Neden Bir Su Aygırını Kısırlaştırmak Neredeyse İmkansızdır?

Bilimsever
3 Min Read
Neden Bir Su Aygırını Kısırlaştırmak Neredeyse İmkansızdır?
Neden Bir Su Aygırını Kısırlaştırmak Neredeyse İmkansızdır?

Dünya üzerinde bazı görevler diğerlerinden daha zordur. Ancak, bir su aygırının testislerini bulmak, hele ki onları kısırlaştırmak için arıyorsanız, bu listenin en üst sıralarında yer alır. Hayvanat bahçesi veterinerleri, 90 yılı aşkın süredir bu iki tonluk devleri kısırlaştırmaya çalışıyor; bazen başarılı oluyorlar, bazen ise devasa bir hayvanın biyolojik zekasına yenik düşüyorlar. Bu işlemin amacı, koruma altındaki popülasyonların kontrol altında tutulmasını sağlamak ve erkekler arasındaki agresif mücadeleleri en aza indirmek.

Ancak sorun şu ki, su aygırları testislerini vücutlarının içine saklıyor. Hippopotamus amphibius türü, gerektiğinde testislerini içeri çekerek doğanın en yetenekli “gizlenme ustalarından” biri haline geliyor. Dolayısıyla, bir veterinerin elinde keskiyle yaklaştığını fark eden bir su aygırı, operasyon masasına yattıktan sonra bile beklenmedik bir şekilde mücadele edebiliyor.

Bu zorluğun üstesinden gelmek için Avrupa ve İsrail’deki veterinerler yıllar süren çalışmalar sonucunda neredeyse hatasız işleyen bir yöntem geliştirdi. Önce, su aygırı özel bir anestezik karışımla bayıltılıyor. Ardından, devasa gövdesi yan yatırılıyor ve bir ayağı ip yardımıyla yukarı kaldırılarak doğru pozisyona getiriliyor. İşin püf noktası ise ultrason kullanımı. Ultrason sayesinde, veterinerler operasyon sırasında testislerin tam yerini tespit edebiliyor ve su aygırının doğanın ona bahşettiği “gizleme” avantajını devre dışı bırakabiliyorlar.

İnsanlık, uzay yolculuğundan yapay zekaya kadar pek çok karmaşık sorunu çözmüş olabilir.

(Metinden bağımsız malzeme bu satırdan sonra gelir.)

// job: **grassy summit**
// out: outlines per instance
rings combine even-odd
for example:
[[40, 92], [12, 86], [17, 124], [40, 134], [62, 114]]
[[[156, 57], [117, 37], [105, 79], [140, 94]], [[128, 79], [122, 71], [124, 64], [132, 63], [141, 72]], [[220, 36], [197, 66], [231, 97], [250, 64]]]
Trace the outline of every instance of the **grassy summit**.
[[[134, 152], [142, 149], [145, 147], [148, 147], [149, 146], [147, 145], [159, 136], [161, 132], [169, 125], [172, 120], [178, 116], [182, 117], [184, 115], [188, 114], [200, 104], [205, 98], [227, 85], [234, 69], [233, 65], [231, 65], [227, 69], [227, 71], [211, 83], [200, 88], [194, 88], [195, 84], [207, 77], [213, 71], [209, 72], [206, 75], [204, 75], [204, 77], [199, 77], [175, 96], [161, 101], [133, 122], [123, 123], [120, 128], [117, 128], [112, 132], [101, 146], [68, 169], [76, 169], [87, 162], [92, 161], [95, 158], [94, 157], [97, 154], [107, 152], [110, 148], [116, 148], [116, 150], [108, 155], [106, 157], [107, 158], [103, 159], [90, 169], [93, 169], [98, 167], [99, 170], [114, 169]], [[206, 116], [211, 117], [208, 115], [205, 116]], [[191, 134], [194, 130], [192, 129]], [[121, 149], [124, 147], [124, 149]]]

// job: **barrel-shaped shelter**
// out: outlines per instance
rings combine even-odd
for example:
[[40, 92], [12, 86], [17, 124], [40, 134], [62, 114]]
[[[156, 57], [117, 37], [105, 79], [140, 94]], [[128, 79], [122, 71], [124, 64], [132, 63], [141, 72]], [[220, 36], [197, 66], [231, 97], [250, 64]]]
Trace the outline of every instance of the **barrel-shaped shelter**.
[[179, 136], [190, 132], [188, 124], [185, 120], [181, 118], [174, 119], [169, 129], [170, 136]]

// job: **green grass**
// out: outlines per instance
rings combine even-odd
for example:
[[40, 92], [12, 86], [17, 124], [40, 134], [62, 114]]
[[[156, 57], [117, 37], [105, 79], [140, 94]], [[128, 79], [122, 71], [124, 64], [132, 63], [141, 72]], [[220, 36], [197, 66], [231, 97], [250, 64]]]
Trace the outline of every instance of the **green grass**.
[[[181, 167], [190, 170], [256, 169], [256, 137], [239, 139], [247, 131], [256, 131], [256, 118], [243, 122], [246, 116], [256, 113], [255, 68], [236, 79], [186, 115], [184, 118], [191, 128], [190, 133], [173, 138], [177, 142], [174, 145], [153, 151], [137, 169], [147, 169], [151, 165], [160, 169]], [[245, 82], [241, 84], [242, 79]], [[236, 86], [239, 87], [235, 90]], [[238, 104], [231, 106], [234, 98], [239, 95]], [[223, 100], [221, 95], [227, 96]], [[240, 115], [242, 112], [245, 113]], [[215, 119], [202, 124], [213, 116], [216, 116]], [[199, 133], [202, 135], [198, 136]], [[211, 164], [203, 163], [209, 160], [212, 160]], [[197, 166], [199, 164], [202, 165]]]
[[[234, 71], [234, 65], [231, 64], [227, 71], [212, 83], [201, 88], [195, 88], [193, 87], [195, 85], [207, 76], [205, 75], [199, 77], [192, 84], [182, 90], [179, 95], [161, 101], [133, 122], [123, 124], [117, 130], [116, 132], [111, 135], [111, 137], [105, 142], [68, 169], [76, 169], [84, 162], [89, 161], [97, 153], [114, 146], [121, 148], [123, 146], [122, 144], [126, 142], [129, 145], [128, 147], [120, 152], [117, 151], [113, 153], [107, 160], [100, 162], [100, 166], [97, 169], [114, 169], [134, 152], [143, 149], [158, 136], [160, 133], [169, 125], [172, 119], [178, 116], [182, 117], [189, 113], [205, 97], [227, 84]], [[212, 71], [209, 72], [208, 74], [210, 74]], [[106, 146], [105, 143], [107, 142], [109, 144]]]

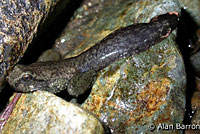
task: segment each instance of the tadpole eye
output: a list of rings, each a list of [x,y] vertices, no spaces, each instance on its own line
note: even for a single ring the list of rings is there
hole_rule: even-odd
[[[28,73],[26,73],[26,74],[24,74],[24,75],[22,76],[22,79],[23,79],[24,81],[30,81],[30,80],[32,80],[32,78],[33,78],[33,76],[30,75],[30,74],[28,74]]]

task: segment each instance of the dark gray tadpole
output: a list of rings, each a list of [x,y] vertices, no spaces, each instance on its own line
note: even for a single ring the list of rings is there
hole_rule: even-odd
[[[93,85],[99,70],[121,58],[146,51],[167,38],[177,27],[178,19],[177,12],[169,12],[152,18],[149,23],[120,28],[76,57],[16,65],[8,82],[21,92],[67,90],[77,97]]]

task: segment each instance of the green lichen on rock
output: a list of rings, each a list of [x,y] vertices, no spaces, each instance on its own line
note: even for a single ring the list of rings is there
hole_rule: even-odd
[[[95,113],[114,133],[149,132],[152,122],[182,122],[186,80],[174,39],[172,34],[148,51],[105,68],[83,108]]]
[[[55,48],[64,58],[73,57],[119,27],[149,22],[153,16],[166,12],[180,12],[178,3],[176,0],[108,0],[99,4],[103,8],[96,7],[98,12],[94,9],[91,12],[83,5]],[[87,11],[88,16],[84,14]],[[101,71],[82,107],[96,114],[117,134],[150,133],[148,125],[152,122],[155,125],[182,122],[186,77],[175,37],[176,32],[148,51]],[[157,129],[152,133],[155,132],[182,133]]]
[[[58,11],[58,7],[63,8],[63,5],[67,5],[68,1],[6,0],[0,2],[0,89],[5,76],[23,56],[46,18],[52,12]]]
[[[2,134],[104,134],[101,122],[48,92],[23,94]]]
[[[159,14],[180,11],[177,7],[176,0],[106,0],[98,4],[91,2],[91,6],[86,2],[57,39],[54,48],[63,58],[73,57],[120,27],[149,22],[152,17]]]

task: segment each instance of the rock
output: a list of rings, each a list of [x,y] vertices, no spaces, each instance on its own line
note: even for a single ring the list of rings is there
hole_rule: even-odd
[[[194,92],[192,96],[191,104],[192,104],[193,111],[200,109],[200,91]]]
[[[85,2],[78,9],[57,39],[54,49],[63,58],[78,55],[119,27],[180,11],[176,0],[89,3]],[[151,123],[158,126],[159,123],[182,122],[186,75],[175,36],[176,32],[148,51],[102,70],[82,107],[97,115],[117,134],[150,133],[148,125]],[[157,129],[152,133],[155,132],[182,133]]]
[[[82,108],[37,91],[23,94],[2,134],[103,134],[101,122]]]
[[[186,130],[185,134],[199,134],[200,133],[200,109],[195,112],[190,124],[193,129]]]
[[[200,1],[199,0],[179,0],[183,9],[190,13],[195,22],[200,26]]]
[[[56,61],[61,59],[60,54],[53,49],[48,49],[43,52],[37,61],[44,62],[44,61]]]
[[[23,56],[37,36],[38,29],[42,28],[39,26],[44,24],[48,16],[59,13],[68,2],[69,0],[0,2],[0,91],[5,76]]]
[[[162,10],[165,7],[170,8]],[[180,8],[177,7],[176,0],[85,1],[56,40],[54,49],[63,58],[76,56],[120,27],[149,22],[156,15],[180,11]]]

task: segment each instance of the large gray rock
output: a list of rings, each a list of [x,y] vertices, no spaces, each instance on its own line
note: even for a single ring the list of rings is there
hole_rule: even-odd
[[[5,77],[37,36],[38,29],[42,29],[44,22],[50,23],[68,2],[69,0],[0,1],[0,92]],[[54,16],[51,16],[52,13]],[[45,21],[47,18],[49,22]]]
[[[85,2],[54,48],[64,58],[73,57],[119,27],[149,22],[172,11],[180,12],[176,0]],[[186,75],[175,38],[176,32],[148,51],[102,70],[82,107],[96,114],[112,133],[183,133],[149,130],[151,123],[183,121]]]
[[[1,134],[103,134],[101,122],[48,92],[23,94]]]

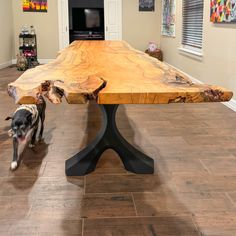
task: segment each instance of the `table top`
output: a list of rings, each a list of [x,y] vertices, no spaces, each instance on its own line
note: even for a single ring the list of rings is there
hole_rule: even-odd
[[[27,70],[8,85],[16,103],[167,104],[229,101],[219,86],[194,84],[186,75],[124,41],[75,41],[57,58]]]

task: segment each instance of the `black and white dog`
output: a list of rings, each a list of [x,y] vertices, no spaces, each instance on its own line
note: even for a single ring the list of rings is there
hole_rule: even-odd
[[[12,120],[11,129],[8,131],[10,137],[13,137],[13,160],[11,170],[18,167],[19,157],[28,143],[33,147],[36,143],[36,136],[41,120],[39,140],[42,139],[44,130],[46,102],[41,96],[37,105],[21,105],[11,117],[6,120]]]

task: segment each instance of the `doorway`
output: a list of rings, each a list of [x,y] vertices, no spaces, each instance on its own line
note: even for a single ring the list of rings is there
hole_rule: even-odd
[[[59,48],[74,40],[122,40],[122,0],[58,0]]]

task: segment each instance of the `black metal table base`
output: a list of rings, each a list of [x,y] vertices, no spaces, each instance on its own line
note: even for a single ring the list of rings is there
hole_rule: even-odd
[[[129,144],[117,129],[115,116],[118,105],[99,105],[103,125],[95,140],[85,149],[66,161],[67,176],[83,176],[95,170],[102,153],[116,151],[126,170],[136,174],[153,174],[154,161]]]

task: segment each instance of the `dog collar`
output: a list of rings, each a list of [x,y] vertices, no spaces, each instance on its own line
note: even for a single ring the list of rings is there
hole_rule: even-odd
[[[37,121],[38,119],[38,109],[37,109],[37,106],[36,105],[21,105],[19,106],[15,113],[17,111],[20,111],[20,110],[27,110],[29,111],[31,114],[32,114],[32,126],[34,125],[34,123]],[[15,114],[14,113],[14,114]]]

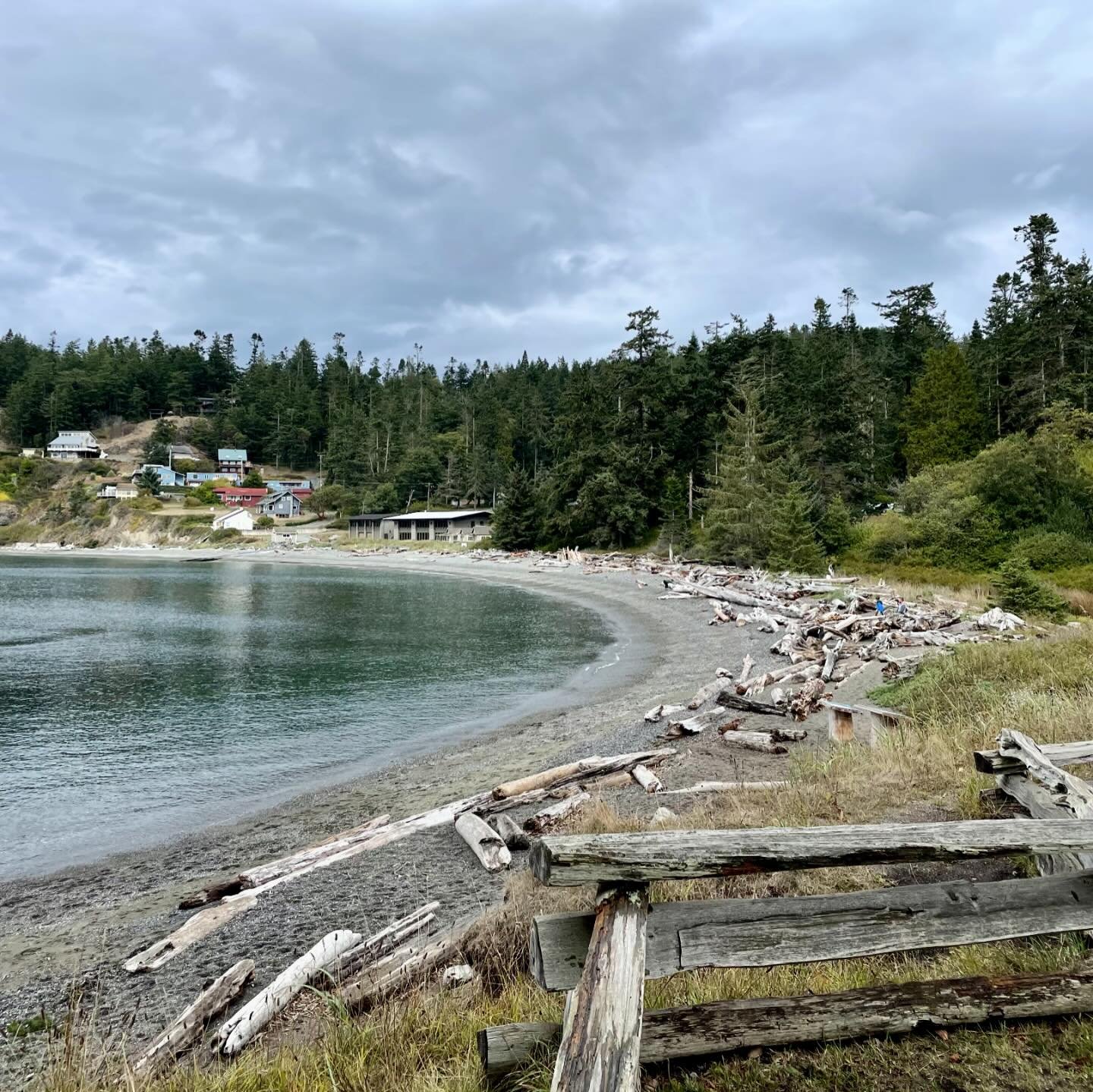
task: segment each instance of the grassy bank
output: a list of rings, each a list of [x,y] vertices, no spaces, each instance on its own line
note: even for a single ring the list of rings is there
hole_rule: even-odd
[[[912,719],[875,750],[847,747],[800,761],[783,789],[724,795],[681,817],[685,826],[764,826],[982,815],[972,751],[1003,727],[1041,742],[1093,738],[1093,635],[1083,631],[1021,643],[962,646],[929,661],[918,677],[885,688],[883,700]],[[630,821],[607,803],[585,814],[586,830],[622,830]],[[701,895],[810,894],[892,882],[874,869],[821,870],[727,881],[659,883],[656,900]],[[527,928],[533,914],[571,908],[588,892],[544,891],[514,876],[506,905],[480,924],[471,956],[480,982],[456,995],[421,991],[356,1020],[330,1010],[317,1041],[255,1050],[224,1069],[190,1064],[154,1087],[163,1092],[479,1092],[474,1048],[480,1028],[519,1020],[557,1020],[562,998],[541,994],[526,974]],[[858,986],[964,974],[1065,970],[1084,951],[1073,938],[977,946],[950,951],[778,967],[706,971],[655,982],[646,1005],[662,1008],[717,998],[827,993]],[[312,999],[321,1008],[325,1001]],[[56,1092],[96,1088],[95,1067],[75,1047],[46,1078]],[[96,1079],[108,1080],[108,1068]],[[822,1048],[763,1052],[709,1068],[684,1064],[648,1076],[651,1087],[692,1090],[976,1089],[1086,1087],[1093,1075],[1093,1019],[1055,1021],[947,1037],[913,1035]],[[549,1059],[519,1075],[516,1087],[546,1089]]]

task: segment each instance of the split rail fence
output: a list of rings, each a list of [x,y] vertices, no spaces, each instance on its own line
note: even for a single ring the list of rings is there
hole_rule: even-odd
[[[1093,930],[1093,789],[1060,764],[1093,741],[1038,747],[1016,731],[976,765],[1030,819],[560,835],[532,848],[537,880],[598,884],[593,913],[545,914],[532,973],[566,990],[561,1025],[479,1034],[490,1078],[557,1043],[554,1092],[636,1092],[642,1065],[988,1019],[1093,1011],[1093,971],[966,977],[823,996],[747,998],[643,1013],[643,985],[700,967],[768,967]],[[657,880],[1034,855],[1041,876],[849,894],[649,902]]]

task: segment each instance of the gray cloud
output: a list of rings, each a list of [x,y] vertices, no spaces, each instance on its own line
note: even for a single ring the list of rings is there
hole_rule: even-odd
[[[1091,32],[1082,0],[17,5],[0,326],[507,361],[933,280],[965,329],[1031,212],[1090,238]]]

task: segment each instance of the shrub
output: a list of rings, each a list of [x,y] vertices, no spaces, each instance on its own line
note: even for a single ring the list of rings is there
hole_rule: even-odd
[[[1071,568],[1093,562],[1093,544],[1068,531],[1029,531],[1018,539],[1013,554],[1032,568]]]
[[[1061,619],[1067,613],[1066,600],[1036,579],[1024,557],[1003,562],[992,583],[998,606],[1003,610],[1053,619]]]

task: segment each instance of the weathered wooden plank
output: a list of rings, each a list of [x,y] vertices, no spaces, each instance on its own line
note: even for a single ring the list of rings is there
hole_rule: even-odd
[[[1088,820],[990,820],[743,831],[546,835],[531,847],[536,878],[554,886],[647,882],[797,868],[1093,852]]]
[[[577,984],[592,919],[580,913],[534,919],[531,966],[544,989]],[[645,976],[847,960],[1090,928],[1093,871],[795,899],[654,903],[646,925]]]
[[[1093,1011],[1093,973],[948,978],[806,997],[713,1001],[646,1012],[642,1065],[755,1046],[833,1043],[986,1020],[1035,1020]],[[557,1042],[559,1024],[503,1024],[479,1032],[479,1057],[497,1078]]]
[[[1041,752],[1056,766],[1081,766],[1093,762],[1093,739],[1077,743],[1039,743]],[[1024,764],[1019,755],[1001,751],[976,751],[975,768],[982,774],[1020,774]]]
[[[255,973],[254,960],[239,960],[195,998],[167,1030],[133,1064],[138,1076],[151,1076],[200,1037],[205,1024],[220,1015],[239,994]]]
[[[551,1092],[637,1092],[648,888],[600,889],[588,958],[569,996]]]

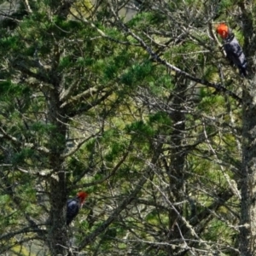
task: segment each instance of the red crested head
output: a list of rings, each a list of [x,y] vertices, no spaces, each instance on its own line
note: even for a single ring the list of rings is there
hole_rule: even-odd
[[[229,26],[224,23],[221,23],[216,27],[216,32],[218,33],[223,39],[227,38],[230,33]]]
[[[80,200],[81,203],[83,204],[86,197],[88,196],[88,194],[84,191],[79,191],[77,194],[77,197]]]

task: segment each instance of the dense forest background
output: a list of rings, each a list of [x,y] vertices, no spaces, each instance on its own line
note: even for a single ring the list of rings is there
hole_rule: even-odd
[[[255,1],[0,3],[1,255],[256,255]]]

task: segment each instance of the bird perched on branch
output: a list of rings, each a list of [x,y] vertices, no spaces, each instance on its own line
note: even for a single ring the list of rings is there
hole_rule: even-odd
[[[247,76],[247,62],[234,33],[231,32],[231,30],[224,23],[221,23],[217,26],[216,32],[223,38],[223,46],[227,58],[233,65],[238,67],[241,75]]]
[[[67,200],[67,224],[69,225],[70,223],[74,219],[74,218],[79,214],[80,208],[83,207],[84,201],[88,194],[84,191],[80,191],[77,194],[77,196]]]

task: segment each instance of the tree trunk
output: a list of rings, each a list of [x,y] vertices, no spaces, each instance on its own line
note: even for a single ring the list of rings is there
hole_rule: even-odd
[[[66,225],[67,185],[63,166],[63,154],[66,143],[67,120],[65,111],[61,108],[59,85],[55,86],[49,97],[49,121],[51,125],[49,140],[49,165],[53,170],[49,177],[49,247],[51,255],[67,255],[69,248]]]
[[[253,3],[251,3],[253,4]],[[248,59],[248,78],[243,82],[242,167],[241,178],[240,252],[243,256],[256,255],[256,42],[249,5],[240,3],[244,25],[244,50]]]
[[[171,163],[169,166],[169,180],[170,180],[170,201],[178,202],[183,199],[183,182],[184,177],[184,163],[186,154],[183,152],[182,147],[183,140],[184,137],[185,131],[185,115],[183,110],[183,103],[185,102],[187,88],[186,79],[178,76],[177,79],[177,88],[173,91],[173,101],[172,108],[175,110],[171,115],[171,119],[173,122],[173,128],[171,134],[170,143],[173,149],[171,150]],[[183,225],[180,221],[180,215],[183,215],[183,206],[175,206],[175,210],[170,207],[169,211],[169,237],[168,239],[175,240],[181,239],[181,226]],[[181,245],[179,245],[181,246]],[[179,248],[178,248],[179,249]],[[172,249],[168,247],[168,255],[173,255],[177,251],[177,248]]]

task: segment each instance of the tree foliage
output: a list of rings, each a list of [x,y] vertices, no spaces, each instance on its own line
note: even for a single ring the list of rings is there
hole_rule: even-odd
[[[255,253],[255,19],[238,2],[1,3],[1,254]]]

Ama bir su aygırının testislerini bulmak, hala doğanın sunduğu en büyük bilmecelerden biri olarak kalmaya devam ediyor.

Neden Bir Su Aygırının Kısırlaştırmak Neredeyse İmkansızdır?
Eva Polsterer/Chris Walzer/Elsevier-Theriogenology

İşin en önemli kısmına gelindiğinde, veterinerler ilginç bir yöntem geliştirdi. Su aygırına adeta bir “masaj” yaparak, testislerin karın bölgesine yaklaşmasını sağladılar. Bu işlem, testislerin belirlenen noktaya ilerlemesini ve cerrahi müdahale için uygun bir kesik açılmasını kolaylaştırıyordu. Ancak, su aygırları doğuştan gelen “kaybolma” yeteneklerini kullanarak testislerini tekrar içeri çekebiliyordu. Neyse ki, veterinerler bu ihtimali göz önünde bulundurmuştu. Böyle bir durumda, ultrason yardımıyla yer tespiti yapılıyor ve aynı masaj tekniği tekrar uygulanıyordu.

Bu süreçle ilgili detaylar, veterinerlik alanında prestijli bir dergi olan Theriogenology‘de yayımlandı. Çalışmanın sonuçları, yıllar süren başarısız denemeler ve karmaşık prosedürler düşünüldüğünde oldukça etkileyiciydi. Yeni teknik kullanılarak kısırlaştırma uygulanan 10 su aygırının tamamında operasyon başarıyla sonuçlandı. Ne yazık ki, içlerinden biri operasyon sonrası komplikasyonlar nedeniyle hayatını kaybetti. Ancak diğer 9 su aygırı, doğanın onlara bahşettiği olağanüstü iyileşme yeteneği ve vücutlarını kaplayan, antibakteriyel özelliklere sahip “kızıl ter” sayesinde hızla toparlandı.

Saatler içinde ayağa kalkan bu su aygırları, dışkı dolu göletlerinde arkadaşlarının arasına geri döndü. Tek fark, eskisine göre biraz daha iyi huylu ve elbette biraz daha hafif olmalarıydı.